24. [锁] [此章节已锁]

作品:《孀妇折腰

    不等二姑奶奶再哭求,在外头犹豫半晌的丫鬟终于是大着胆子走了进来。


    这若不是府里出了什么事情,丫鬟怎敢进来。


    所以,老夫人直接便看着丫鬟道:“怎么回事?府里可是出了什么事。”


    老夫人既已经发话,丫鬟忙把二房发生的一切说了出来。


    “这孽障,好好的高门贵女,哪里学来这等下作的法子,竟敢这样对隔房的长辈无礼!”


    老夫人对谢令胭这个孙媳妇自然也谈不上喜欢,老夫人虽没有和二太太一样,偏执的认为是谢令胭克死了她的宝贝孙儿,可这样的想法,她心里也是有的。只是她毕竟是当祖母的,二太太可以不懂事,可以对谢氏这个儿媳妇动辄羞辱,她却是不成的,否则传出去,岂不惹人笑话。


    所以,老夫人听着宋幼珠竟做了这样不知所谓的事情,如何能不动怒。


    二姑奶奶也没想到,宋幼珠会搞出这样的事情来。可女儿自幼便和宋幼珠亲近,如今女儿更是要借着宋幼珠这个表妹,能够得了这世子夫人的位子。


    碍着这个,二姑奶奶便是再觉着宋幼珠这个侄女行事冲动,这会儿也只能开口道:“母亲,幼珠今日也受了惊吓,许是底下的丫鬟们在她耳边说了些不该说的,才让她迁怒到谢氏身上的。”


    “要女儿说,璋哥儿也真是的,做做样子也就是了,毕竟是自己嫡亲的妹妹,怎好这样真的罚了幼珠。”


    老夫人哪能不知道,这会儿女儿是一门心思的想要外孙女嫁进门来做了世子夫人,所以才这样护着宋幼珠这个未来的小姑子。

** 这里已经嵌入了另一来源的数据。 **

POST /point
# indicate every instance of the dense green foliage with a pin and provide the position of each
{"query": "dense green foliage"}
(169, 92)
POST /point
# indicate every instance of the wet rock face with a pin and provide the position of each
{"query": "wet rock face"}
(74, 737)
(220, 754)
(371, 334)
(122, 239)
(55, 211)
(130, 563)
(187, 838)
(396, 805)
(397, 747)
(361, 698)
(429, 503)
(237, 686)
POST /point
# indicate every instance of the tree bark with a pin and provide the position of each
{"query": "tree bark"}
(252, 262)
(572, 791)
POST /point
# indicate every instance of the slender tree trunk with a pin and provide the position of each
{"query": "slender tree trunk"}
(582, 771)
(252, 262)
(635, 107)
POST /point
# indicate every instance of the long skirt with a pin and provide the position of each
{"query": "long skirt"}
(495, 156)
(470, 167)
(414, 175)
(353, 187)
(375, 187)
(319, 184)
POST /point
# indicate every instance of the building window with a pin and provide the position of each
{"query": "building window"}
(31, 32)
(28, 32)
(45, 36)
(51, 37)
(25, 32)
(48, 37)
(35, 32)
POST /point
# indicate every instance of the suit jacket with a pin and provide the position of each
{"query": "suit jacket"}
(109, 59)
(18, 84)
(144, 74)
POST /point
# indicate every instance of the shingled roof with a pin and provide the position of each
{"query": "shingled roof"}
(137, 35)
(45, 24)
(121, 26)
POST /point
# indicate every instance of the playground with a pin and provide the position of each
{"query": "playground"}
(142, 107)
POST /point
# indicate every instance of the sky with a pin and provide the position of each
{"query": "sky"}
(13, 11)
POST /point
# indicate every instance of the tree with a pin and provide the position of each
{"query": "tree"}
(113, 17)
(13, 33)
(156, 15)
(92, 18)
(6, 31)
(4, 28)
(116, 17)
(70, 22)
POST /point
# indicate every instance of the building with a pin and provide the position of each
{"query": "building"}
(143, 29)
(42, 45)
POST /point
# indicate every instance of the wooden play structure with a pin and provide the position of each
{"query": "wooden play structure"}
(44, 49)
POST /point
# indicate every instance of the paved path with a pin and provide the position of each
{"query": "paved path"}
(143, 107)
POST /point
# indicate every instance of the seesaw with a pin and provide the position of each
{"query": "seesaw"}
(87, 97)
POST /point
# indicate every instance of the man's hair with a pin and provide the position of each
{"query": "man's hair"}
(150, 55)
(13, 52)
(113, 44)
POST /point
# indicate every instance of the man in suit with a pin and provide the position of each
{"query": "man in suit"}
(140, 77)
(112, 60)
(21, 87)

    她不由叹息一声,看着二姑奶奶道:“箬丫头虽未在我身边养大,可我这当外祖母的对她只会比宝珠幼珠姐妹俩更多一些偏爱。”


    “你也知道,有淑睿长公主在,娘亲对你大嫂这个儿媳妇,又如何能真的当做寻常的儿媳来对待。等她生下宝珠,宝珠自幼便时常往淑睿长公主身边作伴,和长公主亲近的时间甚至比我这亲外祖母都要多。而幼珠,自幼被你大嫂宠坏了,我这做祖母的却也不好说什么。”

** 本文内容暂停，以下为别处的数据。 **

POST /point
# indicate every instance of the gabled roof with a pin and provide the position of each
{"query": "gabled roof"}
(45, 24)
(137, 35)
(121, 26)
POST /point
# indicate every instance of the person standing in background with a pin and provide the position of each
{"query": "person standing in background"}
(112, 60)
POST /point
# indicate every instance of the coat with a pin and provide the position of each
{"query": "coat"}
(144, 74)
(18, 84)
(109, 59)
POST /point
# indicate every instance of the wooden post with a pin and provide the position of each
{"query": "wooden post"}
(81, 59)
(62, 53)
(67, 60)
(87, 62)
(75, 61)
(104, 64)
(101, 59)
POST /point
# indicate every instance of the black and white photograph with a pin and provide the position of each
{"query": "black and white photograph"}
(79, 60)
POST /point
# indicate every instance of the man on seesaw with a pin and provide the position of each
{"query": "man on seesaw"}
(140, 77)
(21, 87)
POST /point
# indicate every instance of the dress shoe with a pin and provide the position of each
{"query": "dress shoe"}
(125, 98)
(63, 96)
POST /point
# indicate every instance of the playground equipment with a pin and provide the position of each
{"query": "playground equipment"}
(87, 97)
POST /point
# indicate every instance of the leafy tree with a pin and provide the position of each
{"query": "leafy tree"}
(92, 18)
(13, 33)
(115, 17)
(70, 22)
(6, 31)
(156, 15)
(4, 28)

    “所以,比起宝珠和幼珠,我自然更偏宠箬丫头这个外孙女。她最是乖巧懂事,今日发生的事情她必是受了极大的委屈,吓的魂都没了这才一门心思的想着嫁给璋哥儿。”


    “可我还是那句话,这婚事,不成的。你静下来想想,她嫁给璋哥儿,便是你大嫂的心病啊。这婚事说难听点便是挟恩图报,你大嫂日后如何能真心对这个儿媳妇。”


    “这婆媳关系处理不好,连带着和你这个做小姑子的,也会渐生嫌隙,到时候我到底帮谁……”


    二姑奶奶这会儿算是明白了,母亲是不会松口的。她方才只当母亲性子固执,她只需要好好的哭求,多在母亲跟前诉苦几次,母亲总会转了态度的。


    可此刻,她才知道,在母亲心里,若是她硬要把女儿嫁给宋怀璋,便是她不懂事,便是她要故意搞的阖家不宁。


    思及此,二姑奶奶心里又是哀伤又是自嘲,她没等老夫人再开口,便起身哽咽道:“是女儿让母亲为难了。”


    丢下这话,二姑奶奶便神色哀伤的转身离开了。


    知晓自己方才的态度必然伤了女儿的心,老夫人心里也难受的紧。


    她对着身侧的窦嬷嬷道:“这到底是做了什么孽,淑睿长公主寿辰在即,府里竟是出了这样的事情。”


    “今日之事既然已经发生了,这亏得是没真的弄出什么不好的事情来,箬姐儿既然没有真的失了清白,那婚事的事情,有我这个嫡亲的外祖母在,还怕不能给她寻一个如意郎君。”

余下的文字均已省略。